Al campo profughi di Maratane, una ventina di chilometri a nord di Nampula, in Mozambico, la conoscono tutti: lei è l’italiana che parla portoghese e francese; l’amica delle donne.
Sa di cosa ha bisogno una mamma, ricorda i nomi dei mariti, dei figli. Conosce disagi, situazioni difficili di famiglie spezzate. Con discrezione e gioia vera arriva dove nessun altro riesce ad arrivare. Nei bairros più defilati, fin dentro le capanne più povere ma dignitose del campo. Di Carmelina Telesca, colpisce l’armonia, il senso dell’ironia.
Ma soprattutto l’attenzione partecipata alle vite degli altri. Perché questa comboniana, originaria di Potenza, per 20 anni in Congo e in Mozambico, è più che una suora.
E’ anzitutto una donna che ha deciso di ‘stare’. Si inoltra nel mercatino della frutta e verdura del campo salutando per nome le venditrici di papaja e banane.
Sa dove bussare per informarsi sullo stato di salute di Ester, Grace, Marielle. Che nessuno cura. Quando Angelina, cinque anni, la vede arrivare da lontano le corre incontro e le butta le braccia al collo. Come fosse persona di casa.
Perchè Carmelina sa stare accanto alla gente. Senza voler a tutti i costi strafare.
La mattina esce di casa, saluta le consorelle di Nampula (sei comboniane ognuna con una propria missione speciale) e si fa accompagnare a Maratane.
«Durante la stagione delle piogge questa terra rossa è tutta un pantano e l’acqua crea voragini», ci spiega lungo il tragitto. Ma lei non ha fretta.
La sua missione è in accordo con i ritmi africani. Carmelina si sofferma. Non corre. Ascolta.
«Questo è l’unico campo in Mozambico che accoglie rifugiati provenienti dal Congo, dal Burundi, dal Ruanda – spiega – Molti riescono anche a trovare lavoro fuori di qui. Il bello è che Maratane non somiglia affatto all’idea che abbiamo noi dei campi come centri di reclusione.

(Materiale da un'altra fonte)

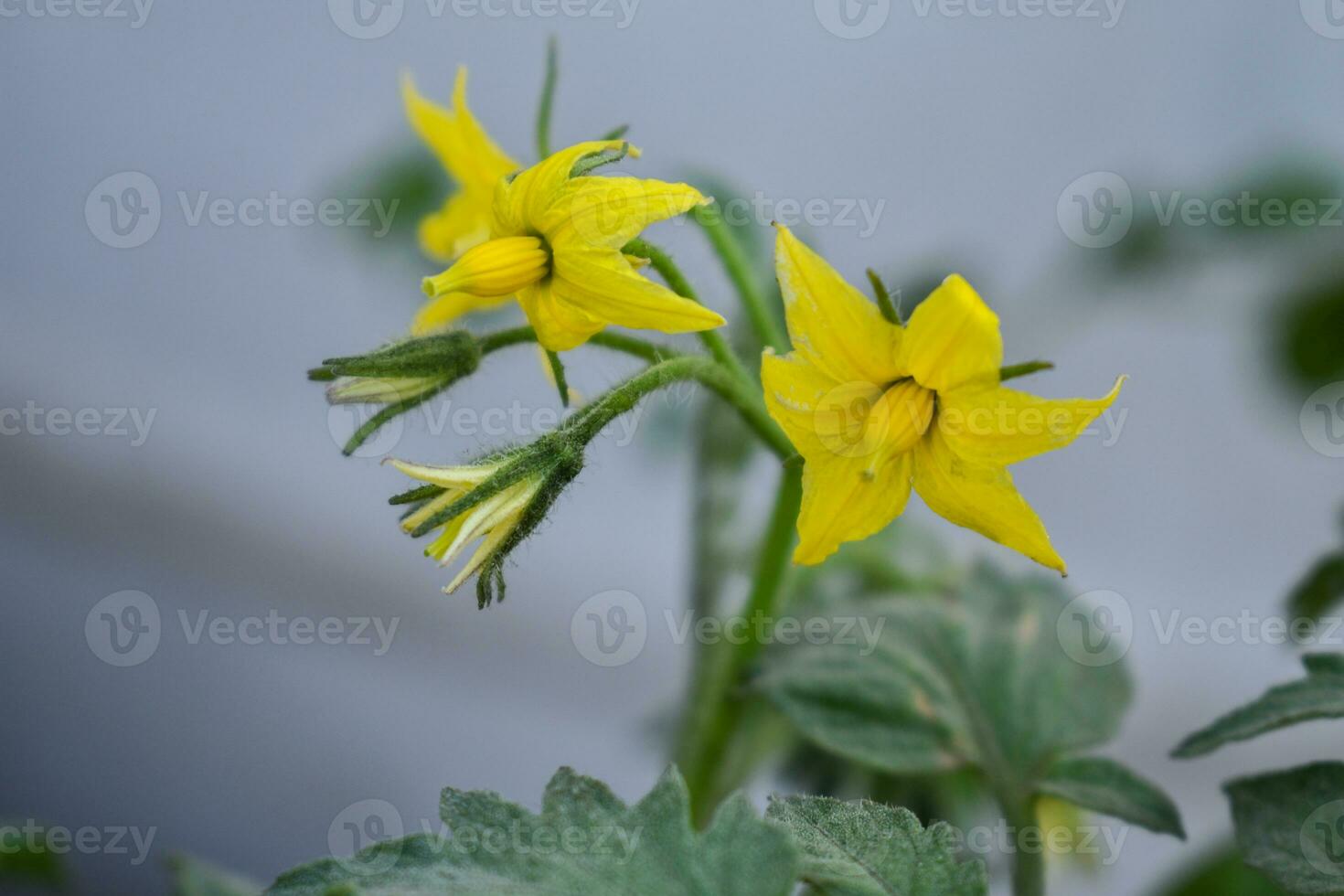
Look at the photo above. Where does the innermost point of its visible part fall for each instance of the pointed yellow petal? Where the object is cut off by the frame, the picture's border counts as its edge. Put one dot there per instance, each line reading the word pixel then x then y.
pixel 560 324
pixel 829 321
pixel 474 160
pixel 451 477
pixel 980 497
pixel 847 500
pixel 441 312
pixel 1003 426
pixel 612 211
pixel 603 283
pixel 469 156
pixel 463 223
pixel 953 338
pixel 520 206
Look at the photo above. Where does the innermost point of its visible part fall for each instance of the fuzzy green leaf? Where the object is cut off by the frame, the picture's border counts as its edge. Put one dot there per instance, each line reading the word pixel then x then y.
pixel 1108 787
pixel 583 841
pixel 1290 825
pixel 869 849
pixel 1320 695
pixel 976 680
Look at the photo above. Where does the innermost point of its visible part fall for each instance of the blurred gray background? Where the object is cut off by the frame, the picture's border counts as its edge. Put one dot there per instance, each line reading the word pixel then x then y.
pixel 969 128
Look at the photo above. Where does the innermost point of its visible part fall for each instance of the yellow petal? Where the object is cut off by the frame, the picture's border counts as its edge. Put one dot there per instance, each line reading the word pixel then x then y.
pixel 829 321
pixel 980 497
pixel 611 211
pixel 461 223
pixel 560 324
pixel 441 312
pixel 848 498
pixel 953 338
pixel 520 205
pixel 603 283
pixel 1004 426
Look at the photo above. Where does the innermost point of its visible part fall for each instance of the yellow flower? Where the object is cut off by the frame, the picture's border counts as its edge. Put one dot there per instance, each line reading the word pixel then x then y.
pixel 491 521
pixel 875 407
pixel 555 242
pixel 474 162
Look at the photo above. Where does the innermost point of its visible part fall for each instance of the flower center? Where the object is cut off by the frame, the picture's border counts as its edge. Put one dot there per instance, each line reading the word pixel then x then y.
pixel 907 410
pixel 496 268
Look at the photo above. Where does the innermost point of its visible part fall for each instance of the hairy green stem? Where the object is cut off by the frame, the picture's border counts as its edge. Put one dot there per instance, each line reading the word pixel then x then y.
pixel 738 268
pixel 743 397
pixel 1029 856
pixel 651 352
pixel 677 283
pixel 717 709
pixel 543 109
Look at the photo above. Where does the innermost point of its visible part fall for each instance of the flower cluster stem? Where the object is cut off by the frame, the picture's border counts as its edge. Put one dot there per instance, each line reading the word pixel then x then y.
pixel 738 268
pixel 717 709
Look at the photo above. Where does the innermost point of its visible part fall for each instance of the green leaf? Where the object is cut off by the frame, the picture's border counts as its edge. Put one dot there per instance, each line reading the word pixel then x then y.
pixel 194 878
pixel 1108 787
pixel 583 841
pixel 976 680
pixel 1221 873
pixel 1320 590
pixel 1290 825
pixel 1320 695
pixel 869 849
pixel 28 860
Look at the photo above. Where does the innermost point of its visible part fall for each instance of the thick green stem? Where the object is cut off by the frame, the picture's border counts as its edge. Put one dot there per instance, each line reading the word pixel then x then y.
pixel 677 283
pixel 1029 853
pixel 715 707
pixel 743 397
pixel 743 278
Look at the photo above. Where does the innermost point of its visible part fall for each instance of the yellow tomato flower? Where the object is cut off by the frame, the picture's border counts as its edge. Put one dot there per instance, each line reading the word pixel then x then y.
pixel 472 160
pixel 875 409
pixel 555 242
pixel 489 521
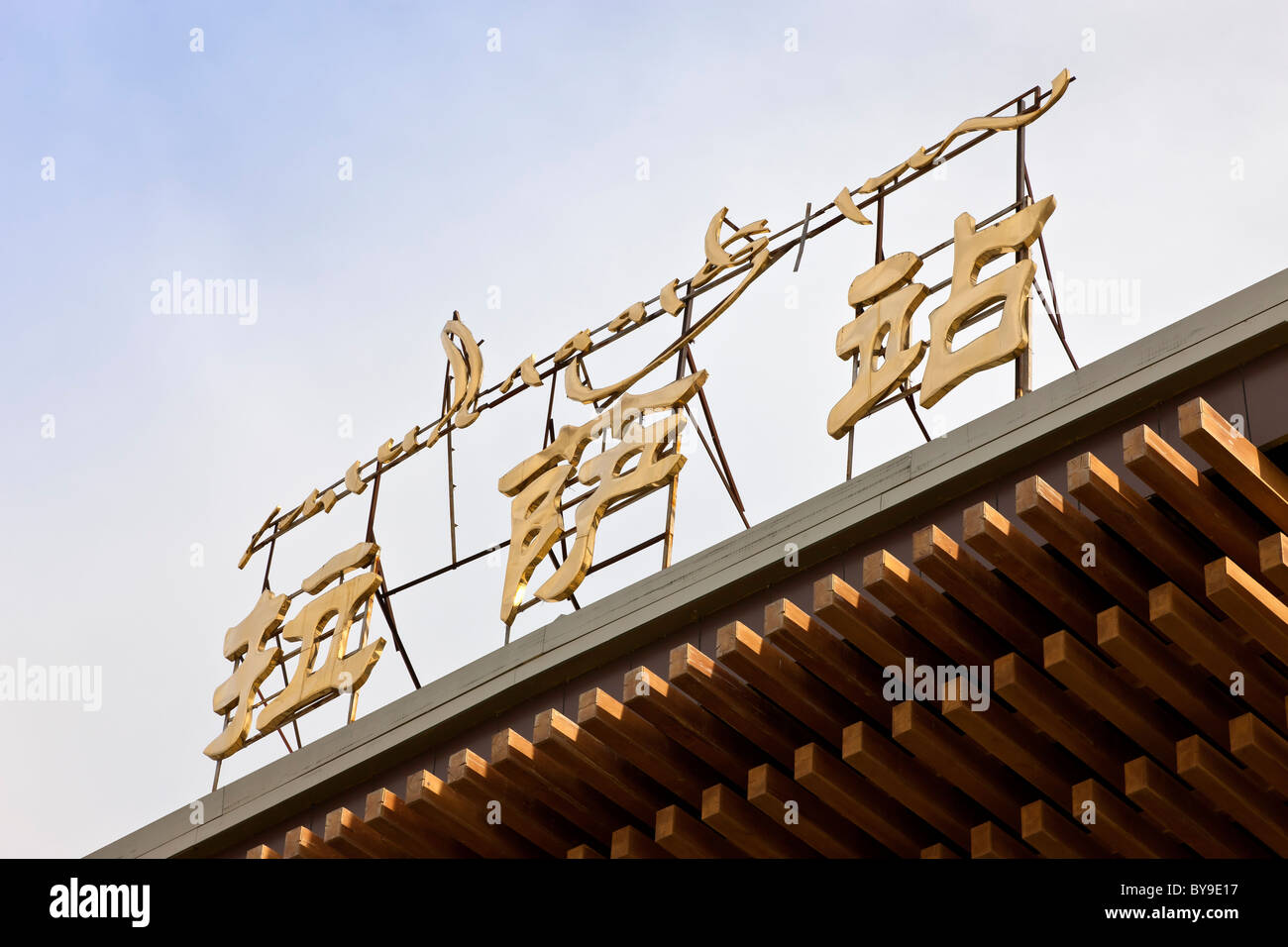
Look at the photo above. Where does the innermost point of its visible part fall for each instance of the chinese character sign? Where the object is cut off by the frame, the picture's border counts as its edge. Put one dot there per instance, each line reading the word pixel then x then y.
pixel 252 647
pixel 539 482
pixel 879 335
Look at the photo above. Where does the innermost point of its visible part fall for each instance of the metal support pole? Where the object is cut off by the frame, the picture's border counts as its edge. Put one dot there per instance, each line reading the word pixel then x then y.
pixel 1024 361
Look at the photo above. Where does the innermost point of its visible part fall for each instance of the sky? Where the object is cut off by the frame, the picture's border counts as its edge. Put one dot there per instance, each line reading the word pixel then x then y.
pixel 372 167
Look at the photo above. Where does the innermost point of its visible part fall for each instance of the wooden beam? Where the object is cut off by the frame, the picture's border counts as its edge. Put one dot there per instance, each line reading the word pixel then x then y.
pixel 988 840
pixel 591 762
pixel 960 762
pixel 1138 522
pixel 1273 558
pixel 631 843
pixel 866 626
pixel 1212 644
pixel 728 697
pixel 859 801
pixel 828 657
pixel 684 836
pixel 938 851
pixel 541 779
pixel 1248 602
pixel 473 776
pixel 1120 827
pixel 902 776
pixel 452 814
pixel 952 630
pixel 1192 495
pixel 815 822
pixel 1232 791
pixel 1189 689
pixel 1235 458
pixel 639 742
pixel 1171 805
pixel 1060 716
pixel 782 681
pixel 1113 567
pixel 1261 750
pixel 348 835
pixel 1054 835
pixel 690 724
pixel 1063 592
pixel 300 843
pixel 747 827
pixel 957 573
pixel 1127 709
pixel 1016 742
pixel 399 826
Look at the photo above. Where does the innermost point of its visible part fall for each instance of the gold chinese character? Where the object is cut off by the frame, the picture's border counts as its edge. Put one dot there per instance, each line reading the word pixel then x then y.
pixel 539 482
pixel 339 673
pixel 889 320
pixel 973 250
pixel 246 642
pixel 245 646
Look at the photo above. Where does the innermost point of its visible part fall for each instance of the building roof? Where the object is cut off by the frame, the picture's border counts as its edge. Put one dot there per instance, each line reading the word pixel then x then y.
pixel 789 692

I rifugiati, muniti dei documenti necessari, rilasciati dalle autorità competenti, possono uscire quando vogliono e cercare lavoro in città».

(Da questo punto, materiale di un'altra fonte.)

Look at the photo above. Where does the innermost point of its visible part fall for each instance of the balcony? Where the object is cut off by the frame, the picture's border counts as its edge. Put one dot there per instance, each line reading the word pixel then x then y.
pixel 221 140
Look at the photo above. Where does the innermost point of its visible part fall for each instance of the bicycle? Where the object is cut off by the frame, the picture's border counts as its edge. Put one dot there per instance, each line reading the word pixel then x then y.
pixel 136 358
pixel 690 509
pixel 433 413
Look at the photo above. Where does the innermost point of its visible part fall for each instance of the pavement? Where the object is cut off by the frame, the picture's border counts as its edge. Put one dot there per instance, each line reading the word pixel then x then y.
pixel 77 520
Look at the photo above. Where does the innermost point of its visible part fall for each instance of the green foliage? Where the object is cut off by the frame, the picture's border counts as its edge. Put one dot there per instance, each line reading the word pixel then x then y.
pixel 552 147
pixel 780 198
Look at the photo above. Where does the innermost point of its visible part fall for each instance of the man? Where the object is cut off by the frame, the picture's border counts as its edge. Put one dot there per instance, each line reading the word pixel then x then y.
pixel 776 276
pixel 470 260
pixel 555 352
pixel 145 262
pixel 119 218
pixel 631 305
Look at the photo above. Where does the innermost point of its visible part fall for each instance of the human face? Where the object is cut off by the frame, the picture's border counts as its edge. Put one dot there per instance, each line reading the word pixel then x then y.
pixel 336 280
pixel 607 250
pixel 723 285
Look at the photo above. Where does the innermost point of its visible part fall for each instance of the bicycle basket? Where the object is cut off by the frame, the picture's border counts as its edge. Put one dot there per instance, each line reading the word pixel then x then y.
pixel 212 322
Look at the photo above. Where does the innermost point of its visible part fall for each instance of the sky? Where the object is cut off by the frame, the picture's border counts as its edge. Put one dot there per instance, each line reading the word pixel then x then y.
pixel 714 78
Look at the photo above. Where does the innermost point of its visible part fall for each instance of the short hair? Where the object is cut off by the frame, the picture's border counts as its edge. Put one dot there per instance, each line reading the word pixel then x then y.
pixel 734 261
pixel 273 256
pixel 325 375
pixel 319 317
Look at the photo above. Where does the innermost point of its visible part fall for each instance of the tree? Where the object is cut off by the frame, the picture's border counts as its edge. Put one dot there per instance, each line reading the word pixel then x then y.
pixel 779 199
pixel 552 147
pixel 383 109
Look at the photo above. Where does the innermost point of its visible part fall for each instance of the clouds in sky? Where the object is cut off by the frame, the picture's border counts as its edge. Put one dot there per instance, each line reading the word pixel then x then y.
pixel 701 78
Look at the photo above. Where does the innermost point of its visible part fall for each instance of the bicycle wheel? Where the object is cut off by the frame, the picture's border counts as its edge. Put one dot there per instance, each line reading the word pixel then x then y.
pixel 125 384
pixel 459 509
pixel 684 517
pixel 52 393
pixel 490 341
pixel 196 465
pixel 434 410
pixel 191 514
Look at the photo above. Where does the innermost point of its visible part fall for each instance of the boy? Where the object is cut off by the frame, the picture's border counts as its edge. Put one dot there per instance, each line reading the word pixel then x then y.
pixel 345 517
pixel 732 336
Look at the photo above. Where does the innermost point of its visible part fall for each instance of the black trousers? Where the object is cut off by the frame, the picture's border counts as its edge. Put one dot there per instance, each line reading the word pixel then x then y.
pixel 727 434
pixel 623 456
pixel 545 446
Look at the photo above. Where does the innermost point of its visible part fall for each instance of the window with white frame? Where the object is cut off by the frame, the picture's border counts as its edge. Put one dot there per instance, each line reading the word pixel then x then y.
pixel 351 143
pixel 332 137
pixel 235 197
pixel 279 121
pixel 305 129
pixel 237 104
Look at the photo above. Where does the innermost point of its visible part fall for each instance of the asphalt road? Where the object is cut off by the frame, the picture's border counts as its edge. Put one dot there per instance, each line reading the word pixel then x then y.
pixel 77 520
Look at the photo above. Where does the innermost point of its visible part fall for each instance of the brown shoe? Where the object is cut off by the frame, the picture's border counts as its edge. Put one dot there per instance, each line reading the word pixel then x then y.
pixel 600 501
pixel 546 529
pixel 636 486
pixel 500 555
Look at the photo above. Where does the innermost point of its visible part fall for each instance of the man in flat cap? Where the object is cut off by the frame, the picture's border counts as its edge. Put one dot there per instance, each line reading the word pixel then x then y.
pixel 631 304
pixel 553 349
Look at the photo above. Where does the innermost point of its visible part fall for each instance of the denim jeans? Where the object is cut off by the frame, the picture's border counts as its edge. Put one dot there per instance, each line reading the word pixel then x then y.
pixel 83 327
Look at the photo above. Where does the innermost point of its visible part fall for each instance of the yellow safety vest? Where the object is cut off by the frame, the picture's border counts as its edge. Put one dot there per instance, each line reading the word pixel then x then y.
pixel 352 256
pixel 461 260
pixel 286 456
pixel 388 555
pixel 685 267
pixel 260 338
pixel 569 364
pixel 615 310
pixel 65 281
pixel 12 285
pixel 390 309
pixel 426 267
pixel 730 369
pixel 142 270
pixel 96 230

Il popolo mozambicano è accogliente, spiega, e c’è una buona integrazione tra chi vive nel campo e chi fuori. Anzi, in Mozambico si fa fatica a distinguere il campo dal non campo. Il dentro dal fuori. «Sia i mozambicani che i rifugiati hanno accesso alle stesse scuole, sono curati nello stesso dispensario, coltivano i campi fertili gli uni vicino agli altri – dice – I figli si conoscono, giocano e studiano insieme».
Maratane è un campo permanente gestito dall’Unhcr: ormai da quindici anni i rifugiati vivono qui senza chance di ritornare a casa. Le agenzie delle Nazioni Unite, però, hanno altre ‘emergenze’.
Un paese come il Mozambico, libero dalla guerra, tutto sommato stabile, è considerato in grado di provvedere a se stesso.
E pure agli altri. «Naturalmente non è così- dice Carmelina – I bisogni sono moltissimi e questo rimane un Paese povero. Ma nelle statistiche ufficiali non risulta in stato di emergenza».
Ed è perciò trascurato. Perfino quando accoglie rifugiati dei Paesi limitrofi. Il lavoro di Carmelina, degli scalabriniani, con il loro centro nutrizionale per bambini malnutriti; il lavoro dei volontari e delle ong è prezioso perché fa fronte a bisogni che la comunità internazionale non vede.
O non vuole vedere. Per avere un’idea: Maratane ospita oltre 9mila rifugiati provenienti dalla Regione dei Grandi Laghi e dal Corno d’Africa. Servizi sanitari, accesso all’acqua e sanità sono le note dolenti.